If the adversary proceeding doesn’t settle before then, as it usually does, the bankruptcy judge decides about discharge at a court trial.
Today’s is the last of three blog posts on the procedure for litigating whether a debt gets discharged in bankruptcy.
Discharge Challenges Are Rare, Going to Trial is REALLY Rare
To determine whether or not bankruptcy discharges a debt very rarely involves any litigation. Bankruptcy simply discharges the vast majority of debts. Those that are not are the exception. And most of those exceptional debts that bankruptcy does not discharge it either never discharges—such as child support—or does not discharge unless some rather clear conditions are met—such as with income taxes.
With the debts that bankruptcy does easily discharge, the creditors have no grounds to object and so they don’t. With debts that bankruptcy clearly cannot discharge, there’s no point for debtors to complain and so they don’t.
There are only a few specific circumstances in which creditors have grounds for objecting to discharge. Mostly this is either when the debtor allegedly incurred the debt fraudulently, or caused “willful and malicious injury” to the creditor or its property. Since these circumstances do not apply to most debtors, creditors don’t usually object to a debt’s discharge.
When creditor’s DO object to discharge, the matter very seldom goes all the way to trial. That’s consistent with lawsuits in general—they seldom go to trial. Creditor objections to discharge are usually either:
- dismissed (withdrawn or thrown out) because the creditor did not have valid grounds to object
- settled with the debtor paying the full debt because the grounds for objection were solid
- settled with the debtor paying only a portion of the debt because the grounds were weaker, but not weak enough to justify dismissing the objection
Why Creditor Objections to Discharge Seldom Get All the Way to Trial
The one-word answer is: money. Litigation is expensive.
Nondischargeability litigation is usually less expensive than most because the legal and factual issues are often narrower. For example, if you are accused of fraud by not including a significant debt in your written application for a loan, a key factual question may be whether the creditor reasonably relied on that inaccuracy when making the loan. That may simply turn on whether the lender pulled a credit report before making the loan, and whether that missing debt was disclosed on that credit report. If so, the debtor would have a strong argument that the creditor did not reasonably rely on the debtor’s incomplete loan application, which is a necessary element in showing fraud.
But even if the issues are comparatively simple, litigation can still be an inefficient dispute-resolving mechanism. Going through “discovery” to get at all the pertinent facts can take a lot of time and effort. The truth of what happened can be slippery.
And of course lawyers are expensive. Unless the amount of debt is very large, the cost of litigating can approach or even exceed the amount in dispute. Spending so much doesn’t make economic sense. So there is lots of practical pressure on both sides to settle a nondischargeability dispute quickly. And that almost always means doing so before it gets all the way to trial.
Settlement by Mediation or Arbitration
If the debtor and creditor can’t settle informally, most bankruptcy courts encourage “alternative dispute resolution” through mediation or arbitration.
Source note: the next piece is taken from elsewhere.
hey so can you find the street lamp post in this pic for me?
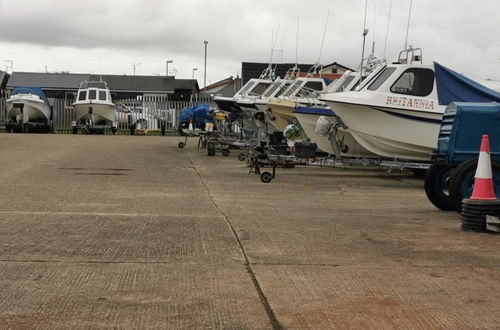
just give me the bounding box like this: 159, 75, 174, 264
192, 68, 198, 80
203, 40, 208, 88
166, 60, 173, 76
Mediation involves a mutually respected mediator who can’t force settlement but can effectively encourage it. The mediator helps each side see the truth of their positions, often successfully inducing settlement.
Arbitration is a simplified trial-like procedure in which the arbitrator determines whether or not the debt is discharged. That determination may be binding or not. Either way, it can be a quicker way of getting to a determination or settlement.
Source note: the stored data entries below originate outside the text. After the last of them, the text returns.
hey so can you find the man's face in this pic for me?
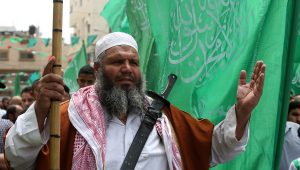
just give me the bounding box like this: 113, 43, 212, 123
77, 74, 95, 88
94, 45, 144, 118
288, 108, 300, 124
7, 105, 23, 123
3, 99, 9, 108
21, 92, 35, 110
100, 45, 141, 90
Neither of these procedures is inexpensive, but usually cost much less than a full trial.
Going to Trial
A trial is the culmination of a lot of effort by you and your Louisville bankruptcy lawyer. The complaint has laid out the creditor’s step-by-step argument why not to discharge the debt. The debtor has made clear which parts of that argument her or she disputes. Both parties have dug up the facts through the discovery process. Now it’s time bring it all together in front of the bankruptcy judge.
Trials in bankruptcy adversary proceedings are almost always in front of a judge instead of a jury. That streamlines the process considerably. Most consumer nondischargeability trials take only from a half day to one or two days. As we said above, the issues tend to be pretty sharply focused. So each side can present its evidence relatively quickly.
The trial generally proceeds in the way you can imagine from everything you’ve heard about court trials. Each side usually makes an opening statement about what they intend to prove. Then each side presents witness testimony and documentary evidence to support its argument. There is opportunity to challenge the testimony and evidence presented by the other side. There are rules about what evidence to present and how.
After all the evidence has been presented, and each side has had the opportunity to rebut the other’s evidence, each gives a closing statement. Then the judge, after weighing all the testimony and evidence, decides whether to discharge the debt at issue or not. He or she enters a judgment so stating.